The great advance of Japan began with Manchuria. Then came North China, which is “in many respects an essential complement to Manchuria.” And “from North China she can attempt to consolidate her position in Inner Mongolia.” Mongolia, however, is “the largest importer of Russian goods in the East, and tables of Russo-Mongolian trade show an increase in the percentage of the Mongolian raw materials, which are imported by Russia.” Mongolia under the control of Japan would enormously strengthen the military potentialities of the latter against Russia. Stalin has therefore warned Japan “that if she ventured to attack the Mongolian People’s Republic and sought to destroy its independence, Russia would help that Republic.” Now the Union of Democratic Control realizes that “there are some who would say that Soviet-Mongolian relations were based on ‘Red Imperialism’.” This, however, it says, is not the case, because “Mongolia has long objected to Chinese rule.” And for this reason alone “Japan would find that a war with the Mongolian Republic will be a very different thing from fighting Manchuria. It would mean fighting a Soviet-equipped army.”

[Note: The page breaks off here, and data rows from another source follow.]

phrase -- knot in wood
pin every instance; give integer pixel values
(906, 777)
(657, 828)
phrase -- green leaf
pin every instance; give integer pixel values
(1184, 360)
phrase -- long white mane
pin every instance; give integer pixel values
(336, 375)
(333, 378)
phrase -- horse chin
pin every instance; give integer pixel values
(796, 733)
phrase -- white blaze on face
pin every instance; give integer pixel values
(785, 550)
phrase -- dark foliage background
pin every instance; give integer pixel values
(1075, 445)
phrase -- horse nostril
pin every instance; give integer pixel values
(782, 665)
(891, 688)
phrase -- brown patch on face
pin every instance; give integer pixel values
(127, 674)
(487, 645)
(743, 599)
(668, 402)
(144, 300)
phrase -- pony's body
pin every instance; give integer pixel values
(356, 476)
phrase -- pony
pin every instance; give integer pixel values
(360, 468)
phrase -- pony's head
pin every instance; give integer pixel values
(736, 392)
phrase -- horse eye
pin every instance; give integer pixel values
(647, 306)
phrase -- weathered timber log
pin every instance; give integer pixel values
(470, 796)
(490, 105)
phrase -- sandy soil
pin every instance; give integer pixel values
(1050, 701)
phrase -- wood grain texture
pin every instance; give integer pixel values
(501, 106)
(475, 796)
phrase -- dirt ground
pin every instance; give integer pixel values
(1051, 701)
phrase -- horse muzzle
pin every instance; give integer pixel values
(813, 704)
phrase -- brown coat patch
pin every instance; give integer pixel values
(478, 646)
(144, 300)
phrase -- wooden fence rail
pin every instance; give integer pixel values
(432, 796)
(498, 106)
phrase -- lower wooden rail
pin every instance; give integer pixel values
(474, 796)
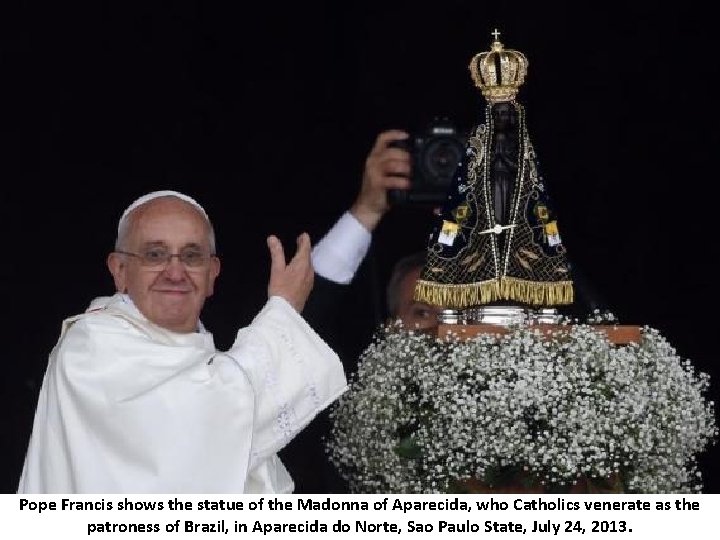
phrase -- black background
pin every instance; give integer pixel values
(265, 114)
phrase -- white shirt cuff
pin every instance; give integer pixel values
(338, 254)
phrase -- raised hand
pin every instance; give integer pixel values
(294, 280)
(385, 168)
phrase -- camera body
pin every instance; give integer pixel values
(436, 153)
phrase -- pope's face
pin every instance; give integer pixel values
(414, 314)
(170, 295)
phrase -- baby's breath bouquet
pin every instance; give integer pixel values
(425, 415)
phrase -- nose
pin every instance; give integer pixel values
(174, 269)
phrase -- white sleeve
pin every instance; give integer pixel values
(338, 254)
(293, 374)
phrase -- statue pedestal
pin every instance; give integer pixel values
(616, 334)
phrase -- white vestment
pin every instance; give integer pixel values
(129, 407)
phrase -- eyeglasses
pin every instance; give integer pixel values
(159, 257)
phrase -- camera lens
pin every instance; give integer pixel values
(440, 158)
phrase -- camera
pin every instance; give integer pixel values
(436, 153)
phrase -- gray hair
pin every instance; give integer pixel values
(126, 218)
(401, 269)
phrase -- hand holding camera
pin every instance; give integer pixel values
(435, 154)
(387, 168)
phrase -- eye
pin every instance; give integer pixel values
(192, 257)
(155, 254)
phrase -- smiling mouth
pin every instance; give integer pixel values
(172, 291)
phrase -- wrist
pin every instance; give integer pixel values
(368, 217)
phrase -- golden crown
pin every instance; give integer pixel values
(499, 72)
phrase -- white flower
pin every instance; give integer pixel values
(421, 413)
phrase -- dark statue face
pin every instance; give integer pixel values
(504, 116)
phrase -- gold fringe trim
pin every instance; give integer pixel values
(536, 293)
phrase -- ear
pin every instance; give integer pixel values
(214, 272)
(117, 265)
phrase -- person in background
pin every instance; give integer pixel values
(136, 398)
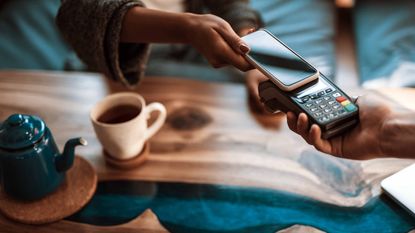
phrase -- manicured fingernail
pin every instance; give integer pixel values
(244, 48)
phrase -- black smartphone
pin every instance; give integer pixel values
(278, 62)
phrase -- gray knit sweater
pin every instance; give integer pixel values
(93, 27)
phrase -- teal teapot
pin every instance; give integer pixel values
(30, 163)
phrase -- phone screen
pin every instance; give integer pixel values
(277, 59)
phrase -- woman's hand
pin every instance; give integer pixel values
(252, 80)
(361, 142)
(217, 41)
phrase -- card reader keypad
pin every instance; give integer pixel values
(327, 105)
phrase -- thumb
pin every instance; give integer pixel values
(230, 36)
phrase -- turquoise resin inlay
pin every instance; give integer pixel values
(215, 208)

This pamphlet contains, on the one hand, continual references to the enormous power of Russia, by which Japanese imperialism will surely be wiped off the map. On the other hand, there is an endeavor to present the Eastern Menace as being enough of a danger to necessitate a united front of the “white” imperialist nations. Furthermore, there is an attempt to arouse the resistance of China against Japan. The favor of the Communist-killer Chiang Kai-shek is courted, and the authors wonder “whether he is the great leader who can rally the people of China around his banner, or just another Chinese General who plays for positions?” If Chiang Kai-shek really wants to proceed against Japan, he can do so only on condition of “ending the war against the Communists, and securing their neutrality or even obtaining their support.” And, logically, the Communists also must then put an end to their struggle against Chiang Kai-shek, and then we have once more the great “national struggle of liberation,” which can end only in a bloodbath for the workers.

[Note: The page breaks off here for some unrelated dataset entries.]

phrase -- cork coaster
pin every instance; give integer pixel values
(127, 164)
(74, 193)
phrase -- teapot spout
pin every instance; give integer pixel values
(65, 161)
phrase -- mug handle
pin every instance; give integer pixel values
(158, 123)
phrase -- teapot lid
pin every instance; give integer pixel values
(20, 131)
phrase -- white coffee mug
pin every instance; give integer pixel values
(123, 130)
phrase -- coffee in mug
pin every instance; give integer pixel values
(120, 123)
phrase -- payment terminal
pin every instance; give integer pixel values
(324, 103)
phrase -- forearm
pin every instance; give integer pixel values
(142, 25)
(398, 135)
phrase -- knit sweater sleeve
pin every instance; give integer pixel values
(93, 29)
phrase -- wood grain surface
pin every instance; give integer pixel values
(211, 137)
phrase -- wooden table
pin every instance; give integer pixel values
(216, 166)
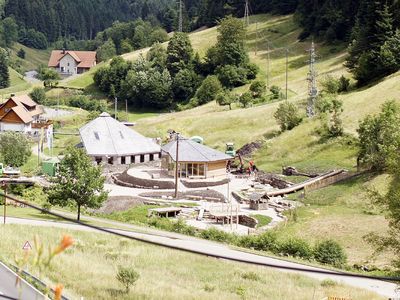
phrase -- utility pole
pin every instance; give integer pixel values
(255, 52)
(116, 107)
(287, 72)
(180, 26)
(312, 83)
(176, 164)
(246, 14)
(268, 62)
(126, 109)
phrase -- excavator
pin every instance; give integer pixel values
(237, 163)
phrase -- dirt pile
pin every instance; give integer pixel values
(272, 180)
(248, 149)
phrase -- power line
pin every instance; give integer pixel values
(119, 234)
(247, 14)
(180, 26)
(312, 83)
(287, 71)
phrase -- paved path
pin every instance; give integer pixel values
(8, 288)
(212, 249)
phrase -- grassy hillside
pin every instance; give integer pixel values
(33, 57)
(340, 212)
(164, 273)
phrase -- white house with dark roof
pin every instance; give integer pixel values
(109, 141)
(196, 161)
(72, 62)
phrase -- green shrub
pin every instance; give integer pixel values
(87, 103)
(251, 276)
(328, 283)
(297, 248)
(208, 90)
(276, 92)
(330, 84)
(232, 76)
(287, 116)
(330, 252)
(344, 84)
(226, 98)
(214, 234)
(246, 99)
(21, 53)
(127, 276)
(38, 95)
(258, 88)
(209, 288)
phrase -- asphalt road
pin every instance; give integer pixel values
(8, 288)
(204, 247)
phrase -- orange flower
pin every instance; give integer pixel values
(58, 292)
(65, 243)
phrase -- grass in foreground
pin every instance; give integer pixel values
(164, 273)
(342, 212)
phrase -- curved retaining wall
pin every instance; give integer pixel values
(124, 179)
(200, 184)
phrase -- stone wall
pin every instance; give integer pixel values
(124, 179)
(248, 221)
(205, 183)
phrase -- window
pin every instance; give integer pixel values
(202, 170)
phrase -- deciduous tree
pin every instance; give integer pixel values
(78, 182)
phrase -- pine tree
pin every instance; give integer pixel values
(179, 53)
(373, 29)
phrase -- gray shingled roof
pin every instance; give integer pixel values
(105, 136)
(190, 151)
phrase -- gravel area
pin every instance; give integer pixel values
(119, 203)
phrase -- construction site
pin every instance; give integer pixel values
(234, 200)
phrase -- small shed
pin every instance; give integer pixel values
(50, 166)
(196, 161)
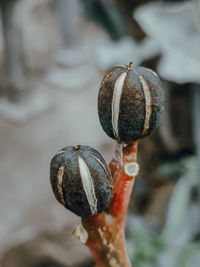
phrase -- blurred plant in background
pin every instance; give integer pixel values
(65, 45)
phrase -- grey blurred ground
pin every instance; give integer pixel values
(29, 213)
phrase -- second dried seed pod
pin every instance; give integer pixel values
(81, 180)
(130, 102)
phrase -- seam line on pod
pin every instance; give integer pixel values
(101, 163)
(117, 93)
(148, 108)
(88, 185)
(60, 174)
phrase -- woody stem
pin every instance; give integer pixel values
(105, 231)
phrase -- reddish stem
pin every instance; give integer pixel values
(104, 232)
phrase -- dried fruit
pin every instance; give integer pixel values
(81, 180)
(130, 102)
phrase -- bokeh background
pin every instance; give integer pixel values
(53, 55)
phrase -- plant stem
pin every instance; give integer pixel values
(104, 232)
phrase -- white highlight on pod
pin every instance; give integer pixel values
(148, 107)
(60, 174)
(81, 233)
(116, 102)
(131, 168)
(88, 185)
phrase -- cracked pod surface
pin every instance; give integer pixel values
(81, 180)
(130, 103)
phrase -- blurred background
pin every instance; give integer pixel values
(53, 55)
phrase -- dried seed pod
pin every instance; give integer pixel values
(130, 102)
(81, 180)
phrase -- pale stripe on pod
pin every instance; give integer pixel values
(60, 174)
(148, 107)
(117, 93)
(88, 185)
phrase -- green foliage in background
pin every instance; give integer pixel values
(175, 245)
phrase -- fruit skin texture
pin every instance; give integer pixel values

In this connection it must be borne in mind that when Chinese Communists are mentioned in this pamphlet we have to do with tendencies which in reality have nothing to with communism. As is brought out in a report quoted by the authors: “The general emphasis of the program of the Chinese Communists is eminently practical; aiming at the elimination of the most glaring abuses and disparities of the old system. Its immediate effects have undoubtedly been to create a more widely distributed set of vested interests for whose protection the beneficiaries will fight fiercely. The Chinese Communists leaders, however, have retained control of certain key positions within the economic structure, such as government lands, marketing supervision, cooperative trading and credit societies and bank, which may be utilized to extend the development of a socialized economy.” So that China’s struggle against Japan is to be carried on under communist slogans, yet capitalistically. Accordingly, in case Japan should be driven back, it would then, sooner or later, be a strong China that would have to be combated as a new “Eastern Menace.” But the future is indefinite, and no one worries about its eventualities. Today the enemy is Japan. The struggle against the “Eastern Menace” turns out, however, to be nothing more than the struggle against a certain capitalism. The reference to the Eastern Menace has the same rounds as those by which the pronounced Japanese nationalism finally determined. Behind both phrases is concealed the struggle between the different capitalist powers. The menace to the working class is not Japan and is not to be sought in the East. It is capitalism.